Chester Police Commissioner John Finnegan said yesterday his department had acted properly and has nothing to hide.

"We don't have any problem with [the investigation] at all," Finnegan said. "If something was done, we'd rather find out about it."

Elliott, 26, of Chester, has since been charged with gunning down a Chinese-restaurant owner last summer and is awaiting trial next month for first-degree murder.

State investigators have also questioned Trainer officials regarding a third relative of the chief's, according to a letter obtained by the Daily News.

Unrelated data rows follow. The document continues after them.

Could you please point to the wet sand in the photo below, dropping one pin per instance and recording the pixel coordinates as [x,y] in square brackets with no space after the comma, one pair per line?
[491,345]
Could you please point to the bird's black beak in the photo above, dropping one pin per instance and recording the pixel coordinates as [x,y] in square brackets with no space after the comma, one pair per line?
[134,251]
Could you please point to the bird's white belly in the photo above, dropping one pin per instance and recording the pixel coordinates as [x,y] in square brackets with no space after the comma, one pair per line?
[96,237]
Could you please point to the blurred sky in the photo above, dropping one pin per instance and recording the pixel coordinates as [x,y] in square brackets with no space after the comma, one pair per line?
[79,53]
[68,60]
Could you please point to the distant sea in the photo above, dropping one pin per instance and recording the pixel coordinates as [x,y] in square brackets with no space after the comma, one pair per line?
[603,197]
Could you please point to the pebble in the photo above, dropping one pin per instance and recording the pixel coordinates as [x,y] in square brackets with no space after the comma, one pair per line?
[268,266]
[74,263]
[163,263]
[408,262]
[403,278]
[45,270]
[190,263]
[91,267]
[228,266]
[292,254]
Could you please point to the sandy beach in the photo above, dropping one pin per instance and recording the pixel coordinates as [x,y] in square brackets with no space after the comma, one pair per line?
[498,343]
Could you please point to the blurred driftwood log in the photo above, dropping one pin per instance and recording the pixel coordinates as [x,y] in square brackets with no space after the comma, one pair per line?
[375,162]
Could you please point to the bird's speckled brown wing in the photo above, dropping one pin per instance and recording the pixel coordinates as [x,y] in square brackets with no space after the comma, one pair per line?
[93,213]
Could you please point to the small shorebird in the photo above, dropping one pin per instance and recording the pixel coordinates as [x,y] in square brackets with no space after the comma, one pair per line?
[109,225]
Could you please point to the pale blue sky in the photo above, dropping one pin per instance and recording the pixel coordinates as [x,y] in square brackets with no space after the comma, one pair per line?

In a December 2006 letter from Trainer Police Officer Chris Kimball to Trainer Mayor Eugene Maysky, Kimball alleged that the chief "took care" of a speeding ticket for his stepdaughter, Kristen Elliott, in early October - after Kimball logged the charges in the borough's computer system.

It wasn't until six weeks later, when news of the attorney general's investigation broke, that a police secretary hand-delivered the citation to district court, according to Kimball's letter.

"It's a very active and ongoing investigation," said Kevin Harley, a spokesman for Attorney General Tom Corbett. Harley said at least one additional allegation has arisen involving a Magaw relative, but declined to provide details.

Chief Magaw, who has held the position since 1993, did not return phone messages yesterday. Meanwhile, morale is low in the Police Department, according to borough sources, but no one wants to publicly challenge the Magaw family, which has long been prominent in Trainer. The chief's mother, Mary Magaw, chairs the local Republican Party, and his stepdaughter, Shannon Elliott, is on the borough council.

"If you speak up, you're taking your job in your hands," said one borough employee, who asked that he not be named for fear of retribution.